There is a way in which I can combine some of the writing I need to do with keeping an eye on Ms. 8. A number of children's programs make use of the medieval to support their stories, continuing a tradition that extends in print back before the beginning of the twentieth century and which has been argued by Joyce Coleman and others to go back even into the medieval itself (she asserts that reading aloud served as entertainment for work at home, and that the reader selected was often one deemed to be in need of instruction). How the medieval is presented in such programs is something I have thought I would examine, allowing me both to look at what my daughter will see as or before she sees it and to gather information in support of the writing I do (with insufficient regularity, admittedly) on the Tales after Tolkien Society blog. I may see about doing some of that today, in fact, although I am not yet sure of it.

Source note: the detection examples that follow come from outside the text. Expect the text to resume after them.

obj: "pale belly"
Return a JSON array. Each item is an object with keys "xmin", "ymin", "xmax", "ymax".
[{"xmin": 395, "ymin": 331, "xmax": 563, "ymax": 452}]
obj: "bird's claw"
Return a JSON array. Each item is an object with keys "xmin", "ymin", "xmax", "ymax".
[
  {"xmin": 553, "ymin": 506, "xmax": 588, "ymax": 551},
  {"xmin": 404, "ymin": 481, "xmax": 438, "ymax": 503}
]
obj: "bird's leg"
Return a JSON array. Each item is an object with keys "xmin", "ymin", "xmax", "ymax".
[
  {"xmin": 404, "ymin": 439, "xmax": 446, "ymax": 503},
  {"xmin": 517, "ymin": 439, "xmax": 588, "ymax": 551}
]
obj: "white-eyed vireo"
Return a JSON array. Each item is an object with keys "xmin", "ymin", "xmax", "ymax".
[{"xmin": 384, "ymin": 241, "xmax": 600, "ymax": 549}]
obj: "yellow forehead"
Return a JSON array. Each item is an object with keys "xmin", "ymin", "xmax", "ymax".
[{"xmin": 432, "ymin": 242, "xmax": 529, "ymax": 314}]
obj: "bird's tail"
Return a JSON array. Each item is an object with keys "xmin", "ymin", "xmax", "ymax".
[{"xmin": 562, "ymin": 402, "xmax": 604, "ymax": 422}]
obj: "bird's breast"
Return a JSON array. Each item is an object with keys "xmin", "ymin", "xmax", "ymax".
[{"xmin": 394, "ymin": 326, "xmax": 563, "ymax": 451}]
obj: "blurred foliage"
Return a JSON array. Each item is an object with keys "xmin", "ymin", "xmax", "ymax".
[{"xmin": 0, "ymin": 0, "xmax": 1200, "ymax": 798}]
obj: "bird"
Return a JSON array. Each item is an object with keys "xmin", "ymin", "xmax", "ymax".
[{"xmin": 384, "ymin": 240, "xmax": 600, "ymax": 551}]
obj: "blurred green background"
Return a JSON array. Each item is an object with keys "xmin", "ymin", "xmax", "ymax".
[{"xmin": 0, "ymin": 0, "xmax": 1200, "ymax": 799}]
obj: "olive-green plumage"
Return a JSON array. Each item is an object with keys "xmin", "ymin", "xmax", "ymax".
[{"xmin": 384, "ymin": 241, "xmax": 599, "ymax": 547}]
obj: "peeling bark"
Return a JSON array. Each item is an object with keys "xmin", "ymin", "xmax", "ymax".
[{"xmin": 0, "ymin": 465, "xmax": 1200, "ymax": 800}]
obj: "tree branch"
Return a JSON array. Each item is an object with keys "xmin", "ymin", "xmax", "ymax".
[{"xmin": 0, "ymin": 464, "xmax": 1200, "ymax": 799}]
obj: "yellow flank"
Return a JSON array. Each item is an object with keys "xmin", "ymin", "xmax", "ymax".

Such potentials are good to contemplate. I often enjoy spending time with my daughter; I know it is something many fathers do not get to do as much as I do, and I am not unmindful of the privilege I enjoy in being able to do so. (It is not always easy to keep in mind when Ms. 8 throws a tantrum, as toddlers are wont to do.) Admittedly, I do continue to feel some tension among my calling to work the work I work--and it is a calling, as those who do the work know--my obligation to support my family--because I am raised as I am raised, and because I do have higher earning potential and ability at this point--and the domestic and familial. But Ms. 8 sleeps well and deeply, I do need to take breaks from the work, and when the Mrs. works, she earns; I am not given license to be blithe about getting things done, but things do get done, somehow, and in some strange way--provided I am diligent. So I need to regain my discipline.